“Uno puede recortarse una mano, un pie, las orejas, incluso la cabeza, pero eso causaría al cuerpo serios problemas funcionales”, dijo Solís en respuesta al anuncio de un grupo de diputados en el sentido de que harían mayores recortes al proyecto de presupuesto presentado el martes pasado por el Ministerio de Hacienda.

“Hemos hecho el mayor esfuerzo posible por elaborar este presupuesto, que es el de menor crecimiento en la última década, es lo más que el gobierno puede hacer”, señaló el mandatario.

El proyecto, por 8 billones de colones, representa un crecimiento de 0,5% con respecto al 2014, el más bajo de los últimos diez años, de acuerdo con el ministro interino de Hacienda, José Francisco Pacheco.

“El gobierno ha hecho un esfuerzo importantísimo en materia de control del gasto para el próximo año” para lo cual -señaló el funcionario- hubo que recurrir a “diferentes estrategias” que incluyeron recortes muy fuertes a diferentes ministerios.

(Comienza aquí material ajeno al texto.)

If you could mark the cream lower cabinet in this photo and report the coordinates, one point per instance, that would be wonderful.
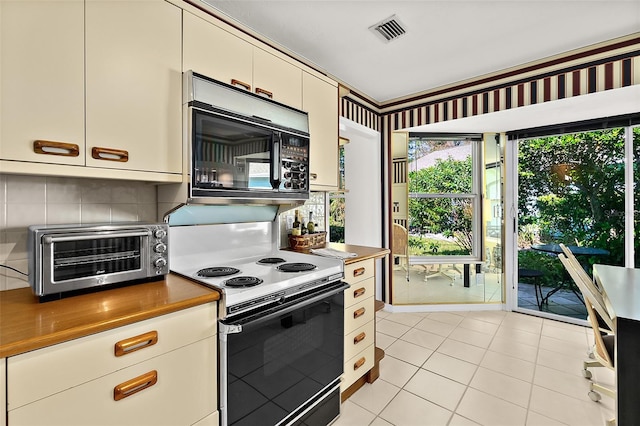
(219, 53)
(161, 371)
(97, 83)
(359, 321)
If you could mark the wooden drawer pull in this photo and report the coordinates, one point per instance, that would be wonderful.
(135, 385)
(358, 272)
(263, 92)
(56, 148)
(359, 292)
(132, 344)
(110, 154)
(235, 82)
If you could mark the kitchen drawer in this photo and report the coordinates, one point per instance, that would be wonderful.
(185, 393)
(212, 419)
(357, 366)
(359, 291)
(359, 314)
(37, 374)
(358, 271)
(362, 337)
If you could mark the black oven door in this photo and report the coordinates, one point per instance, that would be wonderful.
(284, 367)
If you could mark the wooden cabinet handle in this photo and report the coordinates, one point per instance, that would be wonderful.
(235, 82)
(263, 92)
(132, 344)
(135, 385)
(56, 148)
(110, 154)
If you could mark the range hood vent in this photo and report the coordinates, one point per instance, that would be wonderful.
(389, 29)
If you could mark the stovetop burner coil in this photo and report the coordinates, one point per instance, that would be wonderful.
(271, 260)
(297, 267)
(217, 271)
(242, 282)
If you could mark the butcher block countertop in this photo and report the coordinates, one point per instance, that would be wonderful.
(363, 252)
(26, 324)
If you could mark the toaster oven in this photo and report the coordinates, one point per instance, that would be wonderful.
(65, 258)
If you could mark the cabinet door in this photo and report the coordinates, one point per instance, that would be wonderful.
(320, 100)
(176, 388)
(213, 52)
(134, 84)
(277, 78)
(42, 79)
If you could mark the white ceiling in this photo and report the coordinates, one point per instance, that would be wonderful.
(447, 41)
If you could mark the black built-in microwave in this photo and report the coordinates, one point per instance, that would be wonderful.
(243, 145)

En total, el recorte previo efectuado por Hacienda fue de 387.000 millones de colones, de los cuales el 98% recayó sobre el Poder Ejecutivo, según Pacheco.

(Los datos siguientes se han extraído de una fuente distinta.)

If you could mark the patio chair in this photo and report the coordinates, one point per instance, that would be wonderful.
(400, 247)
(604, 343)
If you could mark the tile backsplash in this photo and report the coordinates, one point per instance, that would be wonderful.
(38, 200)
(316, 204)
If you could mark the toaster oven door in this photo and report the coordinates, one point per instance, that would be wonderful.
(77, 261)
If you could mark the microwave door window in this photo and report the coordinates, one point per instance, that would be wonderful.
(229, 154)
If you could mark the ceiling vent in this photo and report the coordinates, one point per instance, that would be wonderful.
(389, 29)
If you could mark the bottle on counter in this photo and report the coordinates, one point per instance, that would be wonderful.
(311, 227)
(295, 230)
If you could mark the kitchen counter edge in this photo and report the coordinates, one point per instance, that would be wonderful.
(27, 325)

Sin embargo, hay partidas que no se pueden disminuir con respecto al año anterior, como es la del Ministerio de Educación que representa cerca del 30% del presupuesto total, indicó el funcionario.

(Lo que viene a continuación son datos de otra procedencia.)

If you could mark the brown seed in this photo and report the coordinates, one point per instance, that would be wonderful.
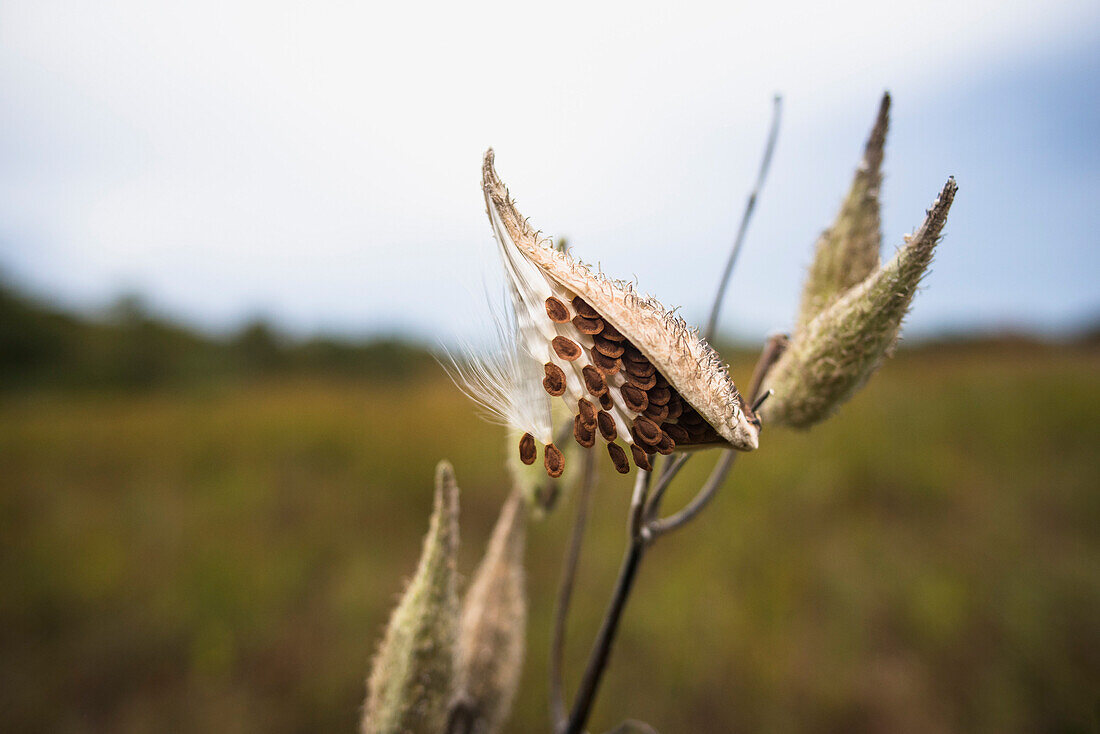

Pacheco explicó que si se toma en cuenta el porcentaje de inflación proyectado por el Banco Central, que es del 4%, en la práctica se está disminuyendo el presupuesto en cerca del 3,5%.

Tijera al Poder Judicial y la Contraloría

Pese a la contención del gasto que el gobierno procuró en su proyecto de presupuesto, el déficit fiscal proyectado para el 2016 asciende a un 6,9% del Producto Interno Bruto (PIB), superior en aproximadamente un punto al de este año.

El gobierno ha advertido que la situación fiscal es insostenible y para enfrentarla plantea una serie de reformas tributarias, entre ellas la transformación del impuesto de ventas del 13% en un impuesto al valor agregado de 15%.

Sin embargo, estas iniciativas topan con la oposición de algunos grupos de diputados.

Estos han planteado la posibilidad de hacer recortes a los presupuestos del Poder Judicial y de la Contraloría General de la República, los cuales -consideran- no han hecho los sacrificios necesarios frente a la crisis fiscal.

Estas iniciativas generaron una inmediata reacción de los jerarcas de ambas instituciones, que han defendido la necesidad de los presupuestos elaborados, asegurando que ya efectuaron un recorte significativo en algunas partidas.